I tried again, only sending requests for the image function:
Max batch size | Average time to complete prediction over 1000 requests |
---|---|
4 | 0.9002170345783234 |
20 | 1.3551465120315551 |
Using a max_batch_size of 20 is still faster than no batching but not faster than a batch size of 4 🤔
I think this is evidence that we can optimize the batch logic (maybe gathering data for each event in the batch is adding overhead?) but we can do so in a future PR. IMO this can go out and we can get user feedback.
Other thing
gr.Blocks.load does not work if the space using batching. I tried with the queue benchmark and you'll see that the websocket returns "['foo']" and then we take the first element of it to return "[".
Other than that (and the comments I already made) I think this is good to merge! Feel free to merge without fixing gr.Blocks.load
and we can do that in a separate PR.
Amaaazing thank you so much @freddyaboulton for the benchmarking! Have a few meetings, but then I'll parse through this more fully and address the comments above
Also, just noticed that a demo without batching built off this PR is showing higher latency than the same demo built off main. Would be good to look into this as well!

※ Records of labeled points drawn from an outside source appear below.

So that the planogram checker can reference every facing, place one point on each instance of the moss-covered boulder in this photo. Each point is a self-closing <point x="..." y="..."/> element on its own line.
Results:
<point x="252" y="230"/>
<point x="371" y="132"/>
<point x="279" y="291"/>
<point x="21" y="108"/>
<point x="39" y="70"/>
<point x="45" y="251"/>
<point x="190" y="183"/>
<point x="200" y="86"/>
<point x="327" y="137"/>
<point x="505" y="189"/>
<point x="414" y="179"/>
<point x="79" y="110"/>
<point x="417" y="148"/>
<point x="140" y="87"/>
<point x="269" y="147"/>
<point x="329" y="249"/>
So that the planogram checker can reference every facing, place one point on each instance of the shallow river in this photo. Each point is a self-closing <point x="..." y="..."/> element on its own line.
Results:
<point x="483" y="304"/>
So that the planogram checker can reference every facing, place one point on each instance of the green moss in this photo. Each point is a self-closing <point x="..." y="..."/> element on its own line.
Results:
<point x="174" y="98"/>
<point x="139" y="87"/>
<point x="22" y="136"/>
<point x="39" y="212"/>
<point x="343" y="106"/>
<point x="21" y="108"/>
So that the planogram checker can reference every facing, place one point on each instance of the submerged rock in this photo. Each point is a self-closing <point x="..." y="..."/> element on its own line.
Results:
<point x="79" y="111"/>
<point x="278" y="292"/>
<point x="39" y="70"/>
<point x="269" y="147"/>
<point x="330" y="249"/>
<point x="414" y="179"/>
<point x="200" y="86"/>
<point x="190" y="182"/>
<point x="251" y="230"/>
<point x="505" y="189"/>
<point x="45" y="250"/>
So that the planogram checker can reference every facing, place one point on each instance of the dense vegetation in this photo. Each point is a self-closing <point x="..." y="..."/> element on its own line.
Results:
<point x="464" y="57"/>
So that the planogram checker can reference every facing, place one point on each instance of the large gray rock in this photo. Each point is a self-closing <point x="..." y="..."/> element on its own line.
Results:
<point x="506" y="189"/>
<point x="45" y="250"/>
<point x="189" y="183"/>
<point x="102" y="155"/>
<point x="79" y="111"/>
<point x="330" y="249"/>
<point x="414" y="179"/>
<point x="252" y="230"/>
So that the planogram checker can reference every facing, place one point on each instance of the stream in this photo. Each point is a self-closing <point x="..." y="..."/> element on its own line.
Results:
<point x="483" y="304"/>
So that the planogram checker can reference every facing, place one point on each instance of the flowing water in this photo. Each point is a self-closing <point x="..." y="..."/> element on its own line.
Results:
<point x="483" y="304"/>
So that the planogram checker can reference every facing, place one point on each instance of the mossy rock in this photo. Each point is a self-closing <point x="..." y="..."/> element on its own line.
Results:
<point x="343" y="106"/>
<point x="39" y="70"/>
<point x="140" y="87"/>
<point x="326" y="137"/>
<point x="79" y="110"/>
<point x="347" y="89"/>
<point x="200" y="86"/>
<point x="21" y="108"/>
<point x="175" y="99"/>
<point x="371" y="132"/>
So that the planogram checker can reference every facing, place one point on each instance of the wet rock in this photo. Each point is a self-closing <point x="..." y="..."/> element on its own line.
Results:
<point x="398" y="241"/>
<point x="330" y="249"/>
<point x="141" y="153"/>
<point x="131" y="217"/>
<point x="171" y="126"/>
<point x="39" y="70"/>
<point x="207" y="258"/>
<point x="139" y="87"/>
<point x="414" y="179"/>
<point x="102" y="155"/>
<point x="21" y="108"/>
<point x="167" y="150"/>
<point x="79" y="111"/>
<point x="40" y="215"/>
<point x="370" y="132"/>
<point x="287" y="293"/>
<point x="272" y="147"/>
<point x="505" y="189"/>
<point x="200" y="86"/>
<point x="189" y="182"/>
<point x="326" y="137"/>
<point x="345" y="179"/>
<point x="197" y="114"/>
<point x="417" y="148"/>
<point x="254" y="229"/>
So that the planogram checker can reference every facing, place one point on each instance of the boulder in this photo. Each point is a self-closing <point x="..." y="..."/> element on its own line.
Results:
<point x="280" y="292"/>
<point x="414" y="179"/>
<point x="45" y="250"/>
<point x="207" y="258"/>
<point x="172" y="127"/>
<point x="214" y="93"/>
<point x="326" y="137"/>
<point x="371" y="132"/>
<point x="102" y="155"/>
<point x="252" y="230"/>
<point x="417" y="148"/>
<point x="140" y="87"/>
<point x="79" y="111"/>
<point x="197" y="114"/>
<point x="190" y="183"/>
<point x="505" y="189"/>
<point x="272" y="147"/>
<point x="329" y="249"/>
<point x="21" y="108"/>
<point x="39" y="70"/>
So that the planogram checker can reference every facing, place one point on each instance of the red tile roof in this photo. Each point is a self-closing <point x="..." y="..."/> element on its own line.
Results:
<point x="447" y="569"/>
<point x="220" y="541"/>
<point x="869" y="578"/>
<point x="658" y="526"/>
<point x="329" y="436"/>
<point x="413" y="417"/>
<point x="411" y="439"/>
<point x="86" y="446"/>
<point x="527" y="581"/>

python benchmark_script_gather.py wss://spaces.huggingface.tech/gradio/queue-benchmark/queue/join --batch_size 50
{'fn_index': ['audio', 'image', 'text', 'video'], 'duration': [1.724048194614982, 1.6302076853891285, 1.5274697332470506, 2.1359671726822853]}
python benchmark_script_gather.py wss://spaces.huggingface.tech/gradio/queue-benchmark-batch-branch/queue/join --batch_size 50
{'fn_index': ['audio', 'image', 'text', 'video'], 'duration': [2.0668310448826555, 1.888936443934365, 1.9982213218865446, 2.88502193372184]}
Also, just noticed that a demo without batching built off this PR is showing higher latency than the same demo built off main. Would be good to look into this as well!
How are you running --batch_size 50
with the demo built off main?
My bad for confusing terminology. There are two batches here: —batch_size 50 means send 50 requests to the space at once. The other batch size is max_batch_size in the event listener. I’ll edit my previous comment to make that clearer.
I’m also going to run the two benchmark apps locally (not hosted on spaces) and run the benchmark to make sure it’s not something weird with my internet connection.
Thanks @freddyaboulton this is super helpful
Actually disregard that last comment about not-batching being slower in this branch. I can't reproduce locally (while I still reproduce the fact batching is faster than not batching). I did a factory reset on https://huggingface.co/spaces/gradio/queue-benchmark-batch-branch and the times are now pretty much in line with https://huggingface.co/spaces/gradio/queue-benchmark 🤷♂️ . False alarm I think.
All righty, this is finally ready to be merged. I've added documentation about how to use batched functions as well. There are further optimizations that can be added, like @FarukOzderim pointed out, but I'll save that for a future PR (probably when I write the Guide on batched functions and concurrency)
@freddyaboulton I didn't understand your question about asyncgenfunctions
, but otherwise everything else has been addressed.
I'll merge in in a couple of hours -- thanks all!